Consumers are open to new form factors, new device types, and cloud-connected services, and wearables are among them. Yet, wearable devices are not yet mainstream: not everyone feels the need or sees the value. Consumer adoption requires a product vision driven by the utility — and the fashion — afforded by modern wearables.
Wearable products are sold on retail shelves and their promise has to be conveyed simply and singularly. User needs and wants must be expressed as a desirable product.
While the singularity of a product’s promise is paramount, wearable devices live on the internet of things. More than just performing standalone functions, users expect they will engage in an ecosystem of other connected devices. When designed with services — not just technologies — in mind, the wearable device can become a component of a service. The risk is that adding connected data services muddies the ultimate product promise, leaving would-be users confused as to the real value. Yet, done well, the result can be a connected experience that surrounds a user in their multiple daily contexts and seamlessly augments other smart devices.
Some wearables should be worn discreetly: passively sensing location, or steps taken, or heart rate data. This data is pushed to the cloud where it can be aggregated into insights. The design and presentation of those insights is critical to ensure wearables aren’t just collecting a mess of metrics.
We design wearable interfaces by applying service design, user interface design and usability principles. We envision the wearable, not as a product on a shelf, but as a service with all of the touchpoints involved, flowing from a wearable to other cloud-connected devices and returning back to the user as insights and augments that improve lives.
We design for various wearable and connected device experiences
Design considerations for smartwatches and micro-screen devices:
_ Dedicate micro-screens to immersive experiences and tasks: Often wearable experiences are sustained activities but interacting with the device should be quick, not deep. Aim for quick reference, not deep input.

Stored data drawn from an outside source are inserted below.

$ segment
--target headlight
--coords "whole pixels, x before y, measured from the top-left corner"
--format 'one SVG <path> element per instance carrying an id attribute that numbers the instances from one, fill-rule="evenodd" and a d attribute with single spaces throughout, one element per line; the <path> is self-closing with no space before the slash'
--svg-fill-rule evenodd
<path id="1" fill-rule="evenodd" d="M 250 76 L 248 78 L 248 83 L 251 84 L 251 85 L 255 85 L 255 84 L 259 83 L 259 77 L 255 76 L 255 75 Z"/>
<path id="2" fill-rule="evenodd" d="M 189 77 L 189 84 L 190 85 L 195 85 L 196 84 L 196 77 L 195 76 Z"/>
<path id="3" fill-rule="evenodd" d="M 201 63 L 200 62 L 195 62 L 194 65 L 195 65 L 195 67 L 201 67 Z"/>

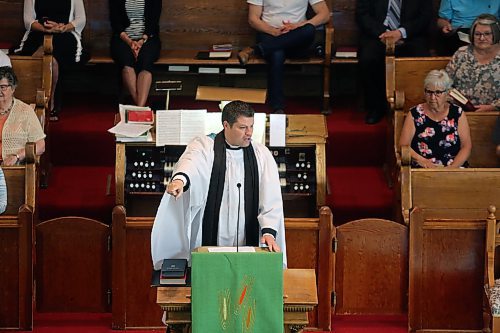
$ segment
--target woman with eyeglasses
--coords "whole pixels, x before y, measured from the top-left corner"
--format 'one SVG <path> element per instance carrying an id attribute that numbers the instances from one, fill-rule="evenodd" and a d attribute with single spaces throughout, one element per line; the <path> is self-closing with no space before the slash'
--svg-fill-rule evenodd
<path id="1" fill-rule="evenodd" d="M 451 79 L 444 70 L 432 70 L 424 81 L 425 103 L 411 108 L 399 140 L 410 146 L 412 166 L 421 168 L 467 166 L 471 138 L 461 107 L 448 102 Z"/>
<path id="2" fill-rule="evenodd" d="M 14 98 L 17 77 L 11 67 L 0 67 L 0 149 L 2 165 L 22 162 L 27 142 L 35 143 L 37 155 L 45 151 L 45 133 L 33 107 Z"/>
<path id="3" fill-rule="evenodd" d="M 490 14 L 479 15 L 470 29 L 469 46 L 455 52 L 446 66 L 453 86 L 476 111 L 500 110 L 500 25 Z"/>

_ Give it glance-ability: Display info in adequately large fonts, not fussy or small details. High contrast is best.
_ Unify the experience with simplicity: Simple button layouts and focused interfaces enable fast interaction.
_ Put hardware to work: Hardware buttons should be few and simple, but invaluable. Decide which core function(s) should work sightlessly.
_ Wearables make a personal statement: Don’t underestimate the role of fashion in consumer product choice. Digital themes should be user-customizable.